- NYC Mayor Michael Bloomberg signs law raising tobacco-purchasing age from 18 to 21
- The law takes effect in 60 days
- New York City becomes the largest city to have an age limit as high as 21
New York City Mayor Michael Bloomberg signed legislation Tuesday raising the tobacco-purchasing age from 18 to 21. The law takes effect in six months.
In addition to the "Tobacco 21" bill, which also covers electronic cigarettes, Bloomberg signed a second bill, dubbed Sensible Tobacco Enforcement, which prohibits discounts on tobacco products and increases enforcement on vendors who attempt to evade taxes.
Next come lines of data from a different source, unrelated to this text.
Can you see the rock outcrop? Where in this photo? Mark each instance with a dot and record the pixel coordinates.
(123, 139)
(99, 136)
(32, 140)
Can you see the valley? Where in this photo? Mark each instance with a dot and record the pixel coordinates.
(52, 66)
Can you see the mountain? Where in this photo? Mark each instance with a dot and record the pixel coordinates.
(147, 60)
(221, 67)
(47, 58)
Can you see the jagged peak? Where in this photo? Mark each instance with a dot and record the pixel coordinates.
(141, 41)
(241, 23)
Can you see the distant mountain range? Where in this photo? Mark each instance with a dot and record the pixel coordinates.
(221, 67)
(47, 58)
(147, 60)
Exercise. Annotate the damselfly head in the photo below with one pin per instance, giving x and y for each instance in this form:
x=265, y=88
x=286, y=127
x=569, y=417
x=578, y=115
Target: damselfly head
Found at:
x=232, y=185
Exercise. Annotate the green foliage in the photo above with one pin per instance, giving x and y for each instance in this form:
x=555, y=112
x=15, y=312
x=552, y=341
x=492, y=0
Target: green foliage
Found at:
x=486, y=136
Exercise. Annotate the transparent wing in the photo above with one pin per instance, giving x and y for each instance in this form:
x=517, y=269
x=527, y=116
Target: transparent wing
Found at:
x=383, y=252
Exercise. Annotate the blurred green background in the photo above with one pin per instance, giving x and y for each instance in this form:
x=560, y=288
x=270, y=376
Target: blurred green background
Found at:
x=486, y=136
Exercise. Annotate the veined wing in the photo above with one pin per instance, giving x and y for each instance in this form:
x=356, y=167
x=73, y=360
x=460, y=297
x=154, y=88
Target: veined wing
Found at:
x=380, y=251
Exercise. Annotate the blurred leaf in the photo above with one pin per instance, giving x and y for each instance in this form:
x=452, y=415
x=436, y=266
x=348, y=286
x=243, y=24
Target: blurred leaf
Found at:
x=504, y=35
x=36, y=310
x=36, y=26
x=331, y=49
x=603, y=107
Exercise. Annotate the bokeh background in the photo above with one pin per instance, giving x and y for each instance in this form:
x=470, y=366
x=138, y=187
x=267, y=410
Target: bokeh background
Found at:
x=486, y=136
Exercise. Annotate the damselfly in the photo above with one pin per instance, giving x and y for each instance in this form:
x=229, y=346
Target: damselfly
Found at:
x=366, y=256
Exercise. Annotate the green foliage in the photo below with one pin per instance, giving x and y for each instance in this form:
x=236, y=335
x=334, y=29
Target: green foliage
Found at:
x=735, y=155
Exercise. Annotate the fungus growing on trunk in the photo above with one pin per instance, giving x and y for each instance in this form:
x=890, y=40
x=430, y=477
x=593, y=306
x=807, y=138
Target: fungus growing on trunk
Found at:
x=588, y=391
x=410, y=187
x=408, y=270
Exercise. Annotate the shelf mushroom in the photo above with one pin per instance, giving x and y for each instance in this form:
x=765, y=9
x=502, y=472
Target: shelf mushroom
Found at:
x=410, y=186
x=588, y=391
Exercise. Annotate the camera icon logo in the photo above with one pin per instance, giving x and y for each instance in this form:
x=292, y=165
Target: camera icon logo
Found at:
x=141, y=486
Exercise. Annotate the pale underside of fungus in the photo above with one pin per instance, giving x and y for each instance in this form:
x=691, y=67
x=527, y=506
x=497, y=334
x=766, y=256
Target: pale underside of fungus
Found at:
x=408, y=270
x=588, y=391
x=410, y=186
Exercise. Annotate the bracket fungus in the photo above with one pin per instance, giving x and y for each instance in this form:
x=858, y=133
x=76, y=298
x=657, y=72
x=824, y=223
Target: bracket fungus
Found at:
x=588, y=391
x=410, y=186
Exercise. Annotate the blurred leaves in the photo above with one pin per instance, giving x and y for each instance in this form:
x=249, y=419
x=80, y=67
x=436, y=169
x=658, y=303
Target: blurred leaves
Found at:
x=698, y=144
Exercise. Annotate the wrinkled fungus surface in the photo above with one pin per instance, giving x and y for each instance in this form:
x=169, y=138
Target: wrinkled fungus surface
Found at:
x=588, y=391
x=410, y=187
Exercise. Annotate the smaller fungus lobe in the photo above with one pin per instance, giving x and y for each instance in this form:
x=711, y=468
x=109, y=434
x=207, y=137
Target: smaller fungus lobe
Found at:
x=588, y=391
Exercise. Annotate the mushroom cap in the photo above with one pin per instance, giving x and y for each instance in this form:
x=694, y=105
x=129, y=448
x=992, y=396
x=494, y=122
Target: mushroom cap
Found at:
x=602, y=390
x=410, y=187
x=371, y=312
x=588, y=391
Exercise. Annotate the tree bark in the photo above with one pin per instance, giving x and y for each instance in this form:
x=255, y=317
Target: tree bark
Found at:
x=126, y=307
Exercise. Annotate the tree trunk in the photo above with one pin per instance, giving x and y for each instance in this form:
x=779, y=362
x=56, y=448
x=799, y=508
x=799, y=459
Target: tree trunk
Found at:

New York State's Department of Health estimates that cigarette excise tax evasion deprived the state of $500 million in 2009.
"By increasing the smoking age to 21, we will help prevent another generation from the ill health and shorter life expectancy that comes with smoking," Bloomberg said in a written statement when the legislation was approved by the city council in October.
New York City becomes the largest city to have an age limit as high as 21. Needham, Massachusetts, raised the sale age to 21 in 2005, according to the New York City Department of Health.
Neighboring states and counties have raised the tobacco sale age to 19, including New Jersey in 2005, the Department of Health said.
Raising the sale age "will protect teens and may prevent many people from ever starting to smoke," Health Commissioner Thomas A. Farley said in a statement released after the vote.
This is the latest step in the outgoing mayor's mission for healthier New York City lifestyles.
In September 2012, the Board of Health voted to ban the sale of sugary drinks in containers larger than 16 ounces in restaurants and other venues, a measure Bloomberg spearheaded.
The ban was later tossed out by a New York State Supreme Court judge.